A capacitor of electricians has descended on the office this week. They're here at the owner's idea, we believe, or at least nobody has chased them off and it's hard to imagine they're spending this much time here on their own accord. The objective is, apparently, to replace all the overhead fluorescent lights with newer and different lights. The new lights are brighter, which should be a welcome change, and more energy-efficient, which is what motivates the change, and so that's why on Monday while I looked around for just where to deposit the food I'd brought in for the first Christmas lunch of the week (leftovers starting Tuesday, and a pizza party for Friday), I found the first floor was a maze of boxes of new lighting fixtures and new lights.
They started on the ground floor and worked their way up, so that I'd have my half-lit status (literally; one bulb each of my two fixtures would work only intermittently) almost as long as possible. But shortly before noon they got up to my office and started work taking out the bulbs and replacing the fixtures. It turned out my lighting fixtures were wired backwards, so that what should have been ground was hot and vice-versa, which revelation was maybe the least shocking thing I might have heard about the office lighting situation. This can't have been a universal mis-wiring or the situation wouldn't have been worth commenting on. They were sorry to interrupt my work, such as it was, but since they were working right around lunchtime it couldn't have been better for me. Now the office is refreshingly bright and much better color-balanced.

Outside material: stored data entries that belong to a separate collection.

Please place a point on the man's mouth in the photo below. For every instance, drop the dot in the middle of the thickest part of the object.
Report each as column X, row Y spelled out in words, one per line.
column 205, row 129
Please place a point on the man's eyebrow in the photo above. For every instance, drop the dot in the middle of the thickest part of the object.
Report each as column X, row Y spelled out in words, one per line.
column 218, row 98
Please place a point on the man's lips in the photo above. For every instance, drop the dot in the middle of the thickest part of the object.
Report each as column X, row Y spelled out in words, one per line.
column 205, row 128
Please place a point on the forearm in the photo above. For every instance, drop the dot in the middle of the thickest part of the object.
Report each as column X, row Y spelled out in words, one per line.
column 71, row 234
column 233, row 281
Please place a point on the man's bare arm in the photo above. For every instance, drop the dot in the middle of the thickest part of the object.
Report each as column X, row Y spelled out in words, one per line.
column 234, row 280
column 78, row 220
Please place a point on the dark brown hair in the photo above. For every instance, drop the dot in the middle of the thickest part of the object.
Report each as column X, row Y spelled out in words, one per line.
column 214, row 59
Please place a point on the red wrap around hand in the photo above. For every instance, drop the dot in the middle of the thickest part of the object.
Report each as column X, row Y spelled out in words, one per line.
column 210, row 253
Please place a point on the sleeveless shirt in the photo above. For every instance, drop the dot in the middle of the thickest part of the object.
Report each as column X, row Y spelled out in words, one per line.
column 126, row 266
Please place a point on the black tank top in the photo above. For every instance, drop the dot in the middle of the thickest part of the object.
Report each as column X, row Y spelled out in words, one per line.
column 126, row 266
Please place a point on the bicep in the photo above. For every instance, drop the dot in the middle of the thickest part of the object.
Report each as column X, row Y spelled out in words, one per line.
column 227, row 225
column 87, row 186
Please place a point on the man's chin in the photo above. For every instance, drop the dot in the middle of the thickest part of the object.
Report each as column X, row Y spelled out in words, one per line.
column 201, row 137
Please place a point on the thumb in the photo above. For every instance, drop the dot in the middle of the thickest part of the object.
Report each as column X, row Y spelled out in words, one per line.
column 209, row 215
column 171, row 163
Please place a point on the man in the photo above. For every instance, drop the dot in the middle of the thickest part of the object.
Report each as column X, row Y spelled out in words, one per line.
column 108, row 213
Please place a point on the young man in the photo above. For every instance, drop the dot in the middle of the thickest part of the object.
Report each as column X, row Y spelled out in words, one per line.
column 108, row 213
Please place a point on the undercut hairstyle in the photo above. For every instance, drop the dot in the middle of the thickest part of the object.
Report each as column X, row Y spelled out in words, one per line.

A few hours after that came a solid crash from the floor below, which got us third-floor dwellers to walk down and see if there was anything cool to see. While there were startled people there wasn't any blood or maiming or anything, just, as one of the electricians described it, the sound of 32 light bulbs all breaking at once.
On the way back up I noticed the box with the new light bulbs warns while shipping to ``Handle Like Glass''. I hadn't considered that whatever these bulbs are made of might fail to meet some standard of glass-ness. And now I wonder if they were fixtures, which might be fragile without having any glass in them, rather than boxes of bulbs. I do know the boxes swore the product leaves the factory in perfect condition, though, which seems to me an impossible guarantee to give.
Trivia: In the first thirteen months of attempting to identify the proper filament and gas to use in electric bulbs Thomas Edison spent $42,869.21 on experimental work, not counting legal, patent, and other expenses. Source: Edison: A Biography, Matthew Josephson.
Currently Reading: But Didn't We Have Fun? An Informal History Of Baseball's Pioneer Era, 1843 - 1870, Peter Morris. OK, this is more or less the book I wanted Opening Pitch last week to be. It's an exquisitely researched and well-written history of early baseball that's a story, that explains stuff, and uses a lot of contemporary documentation or quotes from people who lived through it. This is the good book about early baseball I wanted.